Les vaccinations contre le virus Ebola en test aux Hôpitaux universitaires de Genève (HUG) sont suspendues. Des douleurs articulaires apparues chez quatre volontaires ont incité l'équipe médicale à interrompre les injections par mesure de précaution. Les vaccinations devraient reprendre le 5 janvier.

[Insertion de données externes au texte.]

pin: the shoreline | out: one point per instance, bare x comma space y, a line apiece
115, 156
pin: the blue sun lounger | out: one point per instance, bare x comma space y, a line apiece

Les légères douleurs de type rhumatismal dans les mains et les pieds sont survenues entre dix et quinze jours après l'injection, indiquent jeudi les HUG dans un communiqué. Elles ont duré quelques jours.

Les HUG testent le vaccin canadien VSV-ZEBOV depuis le 10 novembre. Jusqu'à présent, 59 volontaires ont été impliqués dans cet essai clinique. Ils vont tous bien et sont très régulièrement suivis par l'équipe menant l'étude, précisent les HUG.

Les douleurs articulaires ne faisaient pas partie des réactions attendues. Elles n'étaient par conséquent pas mentionnées dans les informations transmises aux volontaires. Les vaccinations ont été suspendues une semaine plus tôt que prévu.

Phénomène très fréquent

L'équipe médicale doit désormais réunir toutes les informations et les partager avec les autres centres testant le même vaccin expérimental, soit aux Etats-Unis, au Canada, en Allemagne et au Gabon. Pour l'instant, ces centres n'ont pas observé de symptômes inflammatoires parmi leurs volontaires, notent les HUG.

L'apparition de douleurs articulaires après une infection ou une vaccination est un phénomène très fréquent, selon les HUG. L'équipe genevoise a toutefois choisi de se donner du temps pour comprendre ce qui se passe et de s'assurer que ces symptômes étaient bénins et transitoires.

La nouvelle de l'interruption de ces vaccinations a aussi été annoncée par l'Organisation mondiale de la santé (OMS). "C'est inattendu, mais pas vraiment nouveau, dans le cas d'infections virales", a indiqué la doctoresse Marie-Paule Kieny, directrice générale adjointe à l'OMS en évoquant les douleurs articulaires.

Le VSV-ZEBOV testé à Genève est constitué à partir d'un virus peu dangereux pour l'humain, celui de la stomatite vésiculaire. Il a été modifié pour arborer une protéine de l'enveloppe de la souche Zaïre du virus. Ce sont ces protéines qui déclenchent une réponse immunitaire chez les personnes vaccinées sans aucune chance de déclencher la fièvre Ebola.

Systèmes de santé à renforcer

L'OMS et ses partenaires ont adopté jeudi un plan d'action pour renforcer les systèmes de santé en Afrique de l'Ouest. Déjà très insuffisants, ils ont encore été affaiblis par l'épidémie d'Ebola qui a fait plus de 6300 morts en Guinée, au Libéria et en Sierra Leone.

"La réponse pour stopper l'épidémie doit être accompagnée par des efforts pour développer des systèmes de santé solides", a expliqué Marie-Paule Kieny. "Les communautés locales doivent être au centre de ces efforts. Cela prendra du temps, c'est une perspective à long terme".